Printed-circuit boards (PC boards or PCBs) are literally the foundation of many of our electronic products. These copper-clad boards – often but not always using glass-epoxy FR-4 substrate, but increasing more exotic materials for the GHz+ spectrum – are both the structural support and interconnect medium we rely on the knot together active and passive components and their interconnects. While might be more accurate to call these printed wiring boards or PWBs, and there were attempts to change the standard designation about a decade ago, PWB never caught on.)
First, some historical background: The first PC boards were developed during WWII, using a ceramic substrate with conductive traces screened onto the surface; the leaded components were inserted and soldered into drilled holes in the ceramic. During the late 1970s and early 1980s, the PC board as we know it today came into production, again with through-hole components. Hard to believe but true: there were TV ads in the early days of PC boards from a major TV vendor (was it RCA? Or Motorola?) claiming the superiority of point-to-point, hand-wired "craftsmanship" in their TVs to the new-fangled PC board approach; but as transistors and ICs came into general use, hand wiring became a non-starter.

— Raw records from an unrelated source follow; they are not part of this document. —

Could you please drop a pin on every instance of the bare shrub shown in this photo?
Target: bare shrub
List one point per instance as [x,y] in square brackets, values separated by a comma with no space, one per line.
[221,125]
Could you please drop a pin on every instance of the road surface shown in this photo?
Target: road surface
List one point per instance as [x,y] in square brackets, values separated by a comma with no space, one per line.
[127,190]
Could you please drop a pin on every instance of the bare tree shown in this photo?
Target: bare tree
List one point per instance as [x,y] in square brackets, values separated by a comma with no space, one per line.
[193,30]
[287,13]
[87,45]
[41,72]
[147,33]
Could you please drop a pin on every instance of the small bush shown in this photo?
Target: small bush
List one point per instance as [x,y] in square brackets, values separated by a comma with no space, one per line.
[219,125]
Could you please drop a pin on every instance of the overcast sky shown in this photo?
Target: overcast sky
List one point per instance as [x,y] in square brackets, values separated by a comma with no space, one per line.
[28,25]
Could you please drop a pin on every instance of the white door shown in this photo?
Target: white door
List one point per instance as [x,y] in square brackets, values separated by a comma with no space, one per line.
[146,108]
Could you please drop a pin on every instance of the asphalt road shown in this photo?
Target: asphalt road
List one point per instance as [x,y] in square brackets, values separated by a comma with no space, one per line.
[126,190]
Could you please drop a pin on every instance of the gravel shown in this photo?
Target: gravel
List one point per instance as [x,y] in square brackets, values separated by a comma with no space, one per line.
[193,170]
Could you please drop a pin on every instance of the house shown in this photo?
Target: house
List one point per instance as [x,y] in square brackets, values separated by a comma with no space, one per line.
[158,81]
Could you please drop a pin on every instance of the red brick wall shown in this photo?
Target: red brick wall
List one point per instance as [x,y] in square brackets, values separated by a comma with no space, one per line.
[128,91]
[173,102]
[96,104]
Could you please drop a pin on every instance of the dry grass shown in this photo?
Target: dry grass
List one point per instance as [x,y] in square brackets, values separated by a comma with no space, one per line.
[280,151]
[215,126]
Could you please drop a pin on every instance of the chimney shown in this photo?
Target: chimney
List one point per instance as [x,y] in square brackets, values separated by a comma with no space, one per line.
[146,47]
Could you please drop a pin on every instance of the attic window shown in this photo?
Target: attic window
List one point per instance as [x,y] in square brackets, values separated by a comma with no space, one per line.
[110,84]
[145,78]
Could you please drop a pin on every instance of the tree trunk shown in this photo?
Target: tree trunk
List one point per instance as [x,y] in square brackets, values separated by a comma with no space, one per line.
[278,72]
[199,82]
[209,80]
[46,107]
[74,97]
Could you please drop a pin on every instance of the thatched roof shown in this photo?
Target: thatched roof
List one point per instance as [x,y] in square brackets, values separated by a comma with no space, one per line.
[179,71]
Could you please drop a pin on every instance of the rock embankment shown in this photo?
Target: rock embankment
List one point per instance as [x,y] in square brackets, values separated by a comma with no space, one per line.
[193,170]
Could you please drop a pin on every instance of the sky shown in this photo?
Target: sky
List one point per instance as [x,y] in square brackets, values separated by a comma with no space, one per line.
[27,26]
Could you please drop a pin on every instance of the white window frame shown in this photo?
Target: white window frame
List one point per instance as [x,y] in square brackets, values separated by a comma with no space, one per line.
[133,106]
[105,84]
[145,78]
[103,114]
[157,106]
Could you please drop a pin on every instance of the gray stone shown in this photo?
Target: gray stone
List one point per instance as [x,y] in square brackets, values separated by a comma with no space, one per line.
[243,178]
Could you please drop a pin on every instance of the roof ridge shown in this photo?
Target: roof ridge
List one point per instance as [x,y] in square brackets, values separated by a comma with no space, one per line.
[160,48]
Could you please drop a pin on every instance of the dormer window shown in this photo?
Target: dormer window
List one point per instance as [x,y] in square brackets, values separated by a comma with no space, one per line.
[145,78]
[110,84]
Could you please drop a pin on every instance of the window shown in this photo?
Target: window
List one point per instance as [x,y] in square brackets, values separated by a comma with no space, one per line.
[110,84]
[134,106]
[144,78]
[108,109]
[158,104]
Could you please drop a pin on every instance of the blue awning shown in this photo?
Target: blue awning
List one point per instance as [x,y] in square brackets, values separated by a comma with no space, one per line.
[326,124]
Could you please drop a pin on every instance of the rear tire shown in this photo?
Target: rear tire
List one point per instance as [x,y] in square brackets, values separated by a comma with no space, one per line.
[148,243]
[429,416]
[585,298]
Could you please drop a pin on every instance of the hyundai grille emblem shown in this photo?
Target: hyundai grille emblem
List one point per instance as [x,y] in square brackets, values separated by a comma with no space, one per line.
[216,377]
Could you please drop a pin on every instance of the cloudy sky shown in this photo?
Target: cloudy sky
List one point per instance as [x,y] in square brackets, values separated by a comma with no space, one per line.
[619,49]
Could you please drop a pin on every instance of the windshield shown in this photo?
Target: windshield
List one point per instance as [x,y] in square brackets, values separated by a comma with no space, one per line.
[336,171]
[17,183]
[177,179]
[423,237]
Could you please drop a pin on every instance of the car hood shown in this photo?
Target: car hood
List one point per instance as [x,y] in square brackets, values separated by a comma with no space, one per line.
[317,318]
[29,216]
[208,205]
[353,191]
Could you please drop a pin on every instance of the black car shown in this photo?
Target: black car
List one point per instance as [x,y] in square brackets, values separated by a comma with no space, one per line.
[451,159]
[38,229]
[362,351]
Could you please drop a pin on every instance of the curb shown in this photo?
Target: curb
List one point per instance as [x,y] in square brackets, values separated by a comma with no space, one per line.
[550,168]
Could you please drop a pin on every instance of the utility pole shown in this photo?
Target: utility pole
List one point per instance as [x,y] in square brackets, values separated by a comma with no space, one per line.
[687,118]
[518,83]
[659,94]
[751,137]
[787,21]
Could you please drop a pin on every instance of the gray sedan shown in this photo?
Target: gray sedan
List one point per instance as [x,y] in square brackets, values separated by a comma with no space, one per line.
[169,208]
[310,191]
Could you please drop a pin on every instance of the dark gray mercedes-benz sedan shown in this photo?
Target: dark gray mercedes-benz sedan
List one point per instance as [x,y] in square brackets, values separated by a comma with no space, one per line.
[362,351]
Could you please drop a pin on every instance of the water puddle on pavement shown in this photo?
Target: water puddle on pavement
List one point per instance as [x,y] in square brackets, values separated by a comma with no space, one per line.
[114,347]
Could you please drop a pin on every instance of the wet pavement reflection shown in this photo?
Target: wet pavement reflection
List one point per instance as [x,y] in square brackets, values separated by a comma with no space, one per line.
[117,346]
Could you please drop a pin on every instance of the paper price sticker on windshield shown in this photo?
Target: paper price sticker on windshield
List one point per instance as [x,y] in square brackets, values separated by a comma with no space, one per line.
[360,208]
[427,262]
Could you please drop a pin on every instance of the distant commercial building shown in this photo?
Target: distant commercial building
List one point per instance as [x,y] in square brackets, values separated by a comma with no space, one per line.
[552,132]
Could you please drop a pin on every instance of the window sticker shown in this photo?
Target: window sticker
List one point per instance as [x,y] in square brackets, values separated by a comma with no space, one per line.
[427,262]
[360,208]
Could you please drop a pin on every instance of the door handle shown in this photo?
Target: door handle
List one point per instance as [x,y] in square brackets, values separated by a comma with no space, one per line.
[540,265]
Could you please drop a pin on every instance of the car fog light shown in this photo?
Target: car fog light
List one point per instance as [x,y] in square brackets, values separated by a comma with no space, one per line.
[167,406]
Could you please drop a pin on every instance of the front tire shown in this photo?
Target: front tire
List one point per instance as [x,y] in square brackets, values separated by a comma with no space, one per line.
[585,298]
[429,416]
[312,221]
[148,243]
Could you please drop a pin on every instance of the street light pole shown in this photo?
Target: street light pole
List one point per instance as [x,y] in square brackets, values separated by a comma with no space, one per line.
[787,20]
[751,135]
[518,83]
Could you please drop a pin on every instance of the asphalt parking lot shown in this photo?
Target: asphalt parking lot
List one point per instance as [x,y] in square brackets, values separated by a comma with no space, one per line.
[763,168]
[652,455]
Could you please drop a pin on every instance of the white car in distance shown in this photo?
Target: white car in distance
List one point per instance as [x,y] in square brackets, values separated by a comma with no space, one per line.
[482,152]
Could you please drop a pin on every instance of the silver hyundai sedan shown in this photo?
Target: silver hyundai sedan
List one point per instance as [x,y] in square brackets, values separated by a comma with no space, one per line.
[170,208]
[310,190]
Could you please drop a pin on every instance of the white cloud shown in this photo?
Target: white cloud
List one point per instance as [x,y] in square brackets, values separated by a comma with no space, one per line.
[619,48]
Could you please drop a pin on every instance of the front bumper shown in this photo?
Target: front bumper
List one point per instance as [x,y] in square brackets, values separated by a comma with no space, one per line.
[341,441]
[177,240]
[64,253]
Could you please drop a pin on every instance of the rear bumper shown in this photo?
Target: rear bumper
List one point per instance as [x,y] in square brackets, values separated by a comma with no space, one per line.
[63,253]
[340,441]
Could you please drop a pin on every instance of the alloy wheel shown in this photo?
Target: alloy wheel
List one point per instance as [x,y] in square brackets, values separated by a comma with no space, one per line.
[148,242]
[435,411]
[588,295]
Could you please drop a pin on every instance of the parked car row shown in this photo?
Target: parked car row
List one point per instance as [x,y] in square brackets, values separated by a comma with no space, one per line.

The use of PC boards with surface-mount technology (SMT) started in the 1990s, and lead pitch and track widths have been shrinking ever since, now down to a few mils (1000s of an inch). Double-sided and multilayer boards, some with over a dozen layers, added to the versatility. Ironically, many low-end consumer products, such as the PC mouse, often use low-cost phenolic as their substrate in single-sided layout with liberal use of jumpers to avoid the need for circuits on the bottom side; the boards are punched rather than drilled, which is quick and further lowers the cost.
Note that there is really nothing really "printed" about today's PC boards. Most are made using a subtractive process, where copper is chemically etched from unprotected areas; some use an additive process where copper is plated onto designated areas. There are also boards which are made using fine-dimension mechanical or laser-based milling (see the fascinating machines from LPKF, for example).